After executing all the onFinish handlers, the execution resumes normally.

finish is used internally by transient to release resources. You can invoke onFinish to finalize computations and free your own resources too.

Unless you create a new and isolated finish event with initFinish your finalization logic will be called when the communication is finalized normally or anormally (The string parameter can carry on such information).

onFinish handlers above initFinish will not be executed. So you can reuse the finalization mechanism as much as you like for local treatments.

#!/usr/bin/env stack
-- stack --install-ghc --resolver lts-6.23 runghc   --package transient 
import Control.Monad.IO.Class (liftIO)
import Transient.Base
import Transient.Backtrack

main= keep $ do
  onFinish $ \Finish reason -> liftIO $ print $ "finish called, reason: " ++ show reason
  liftIO $ print "hello"
  finish "ok"
  return ()

The above program print the message: "hello" finish called, reason: "ok"

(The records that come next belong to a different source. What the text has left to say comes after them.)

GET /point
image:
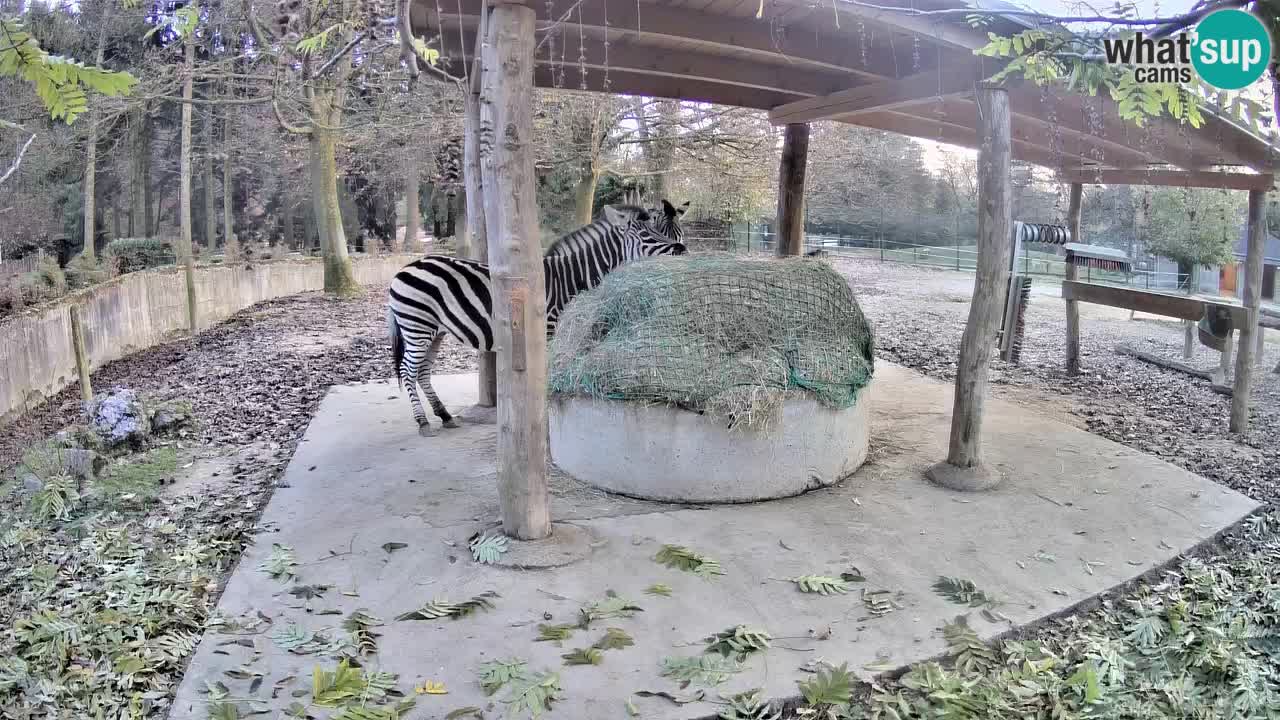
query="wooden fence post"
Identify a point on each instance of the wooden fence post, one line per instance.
(1251, 297)
(963, 468)
(791, 169)
(81, 355)
(472, 177)
(1073, 308)
(516, 268)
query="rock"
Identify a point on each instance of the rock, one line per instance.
(80, 436)
(170, 417)
(120, 418)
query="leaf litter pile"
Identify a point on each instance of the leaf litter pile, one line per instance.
(110, 584)
(109, 593)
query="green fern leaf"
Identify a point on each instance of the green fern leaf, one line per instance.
(963, 592)
(828, 687)
(554, 633)
(700, 669)
(497, 673)
(740, 641)
(821, 584)
(488, 548)
(584, 656)
(615, 638)
(750, 705)
(685, 559)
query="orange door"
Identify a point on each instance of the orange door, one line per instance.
(1226, 282)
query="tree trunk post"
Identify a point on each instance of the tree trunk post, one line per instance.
(791, 168)
(208, 181)
(584, 195)
(81, 355)
(1224, 361)
(515, 265)
(472, 176)
(91, 169)
(963, 468)
(1073, 308)
(184, 242)
(1251, 296)
(412, 205)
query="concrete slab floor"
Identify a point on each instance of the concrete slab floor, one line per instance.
(1077, 515)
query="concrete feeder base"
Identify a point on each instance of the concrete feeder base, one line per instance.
(661, 452)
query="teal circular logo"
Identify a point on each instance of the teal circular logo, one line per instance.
(1232, 49)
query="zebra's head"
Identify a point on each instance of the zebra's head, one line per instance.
(666, 220)
(639, 237)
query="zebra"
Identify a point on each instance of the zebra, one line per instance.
(439, 295)
(664, 222)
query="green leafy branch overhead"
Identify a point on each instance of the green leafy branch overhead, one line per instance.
(60, 82)
(1055, 55)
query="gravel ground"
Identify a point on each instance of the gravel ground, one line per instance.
(255, 379)
(919, 315)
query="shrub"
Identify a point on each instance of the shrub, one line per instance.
(82, 272)
(46, 282)
(132, 254)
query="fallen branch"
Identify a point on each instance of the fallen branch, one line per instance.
(1162, 363)
(18, 159)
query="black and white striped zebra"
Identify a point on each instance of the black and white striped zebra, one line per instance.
(439, 295)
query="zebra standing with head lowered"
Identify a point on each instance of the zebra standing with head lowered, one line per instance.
(439, 295)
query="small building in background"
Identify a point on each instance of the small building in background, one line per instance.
(1233, 274)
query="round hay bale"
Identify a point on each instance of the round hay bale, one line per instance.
(670, 378)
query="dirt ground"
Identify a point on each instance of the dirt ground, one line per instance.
(919, 315)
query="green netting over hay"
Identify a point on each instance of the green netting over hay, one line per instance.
(718, 335)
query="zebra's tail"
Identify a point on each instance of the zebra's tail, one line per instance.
(397, 346)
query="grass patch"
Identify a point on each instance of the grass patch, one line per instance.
(138, 475)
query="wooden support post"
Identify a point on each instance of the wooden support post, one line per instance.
(478, 237)
(1073, 308)
(1224, 361)
(1251, 296)
(795, 154)
(963, 468)
(516, 268)
(81, 355)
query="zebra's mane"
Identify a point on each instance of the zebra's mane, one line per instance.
(563, 245)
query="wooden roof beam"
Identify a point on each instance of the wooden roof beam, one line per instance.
(800, 48)
(681, 64)
(658, 86)
(887, 95)
(1102, 124)
(952, 133)
(1168, 178)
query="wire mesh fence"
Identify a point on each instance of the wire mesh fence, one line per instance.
(955, 258)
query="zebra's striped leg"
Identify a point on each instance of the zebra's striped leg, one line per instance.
(410, 372)
(424, 378)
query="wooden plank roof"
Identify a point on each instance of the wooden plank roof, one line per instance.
(804, 60)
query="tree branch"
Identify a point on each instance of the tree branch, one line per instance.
(18, 159)
(1175, 21)
(341, 54)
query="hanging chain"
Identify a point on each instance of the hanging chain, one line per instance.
(604, 4)
(551, 42)
(581, 49)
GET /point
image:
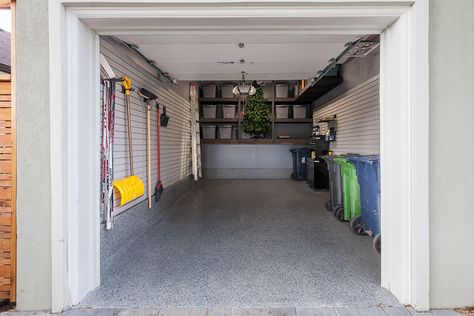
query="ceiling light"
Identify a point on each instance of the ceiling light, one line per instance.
(244, 89)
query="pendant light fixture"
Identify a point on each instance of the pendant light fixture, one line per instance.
(244, 89)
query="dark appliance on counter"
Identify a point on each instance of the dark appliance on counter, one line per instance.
(317, 175)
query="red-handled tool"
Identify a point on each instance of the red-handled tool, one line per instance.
(159, 185)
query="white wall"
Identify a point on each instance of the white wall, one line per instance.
(451, 153)
(33, 156)
(358, 119)
(175, 138)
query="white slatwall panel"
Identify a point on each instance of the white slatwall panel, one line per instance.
(175, 138)
(358, 119)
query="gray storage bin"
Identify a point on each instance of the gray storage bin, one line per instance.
(281, 90)
(225, 131)
(235, 133)
(209, 111)
(268, 91)
(226, 91)
(228, 111)
(208, 131)
(299, 111)
(281, 111)
(209, 91)
(246, 135)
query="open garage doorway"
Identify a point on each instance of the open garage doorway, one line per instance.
(403, 248)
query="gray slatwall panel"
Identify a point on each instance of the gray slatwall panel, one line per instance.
(175, 138)
(358, 119)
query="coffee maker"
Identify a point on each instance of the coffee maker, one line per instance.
(317, 171)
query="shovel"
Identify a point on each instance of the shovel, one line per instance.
(159, 185)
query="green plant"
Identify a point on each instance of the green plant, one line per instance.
(257, 115)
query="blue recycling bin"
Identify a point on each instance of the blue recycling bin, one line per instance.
(300, 158)
(368, 175)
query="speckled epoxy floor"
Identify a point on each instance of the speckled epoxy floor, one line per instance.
(244, 243)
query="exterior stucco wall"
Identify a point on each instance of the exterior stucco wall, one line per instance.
(33, 163)
(451, 153)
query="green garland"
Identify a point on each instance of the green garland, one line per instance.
(257, 115)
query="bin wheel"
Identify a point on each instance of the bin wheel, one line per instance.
(328, 205)
(377, 243)
(339, 213)
(356, 226)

finish invoke any other onFinish registered previously in reverse order. To isolate it, call initFinish before onFinish.

noFinish would stop executing finalizations and will resume to normal execution from this point on. If in the previos example we insert noFinish in the onFinish parameter, the result will be an infinite loop where doSomething will be executed continuously.

it will run the node and re-execute connect if the first invocation failed.

Note that the execution model of backtracking -used for exceptions and finalizations- is different from the normal treatment of exceptions in Haskell: it run across different threads transparently. It can be raised by any code that continues the execution, it backtrack to previous handlers automatically without the need of throw and this backtracking can be stopped and reversed.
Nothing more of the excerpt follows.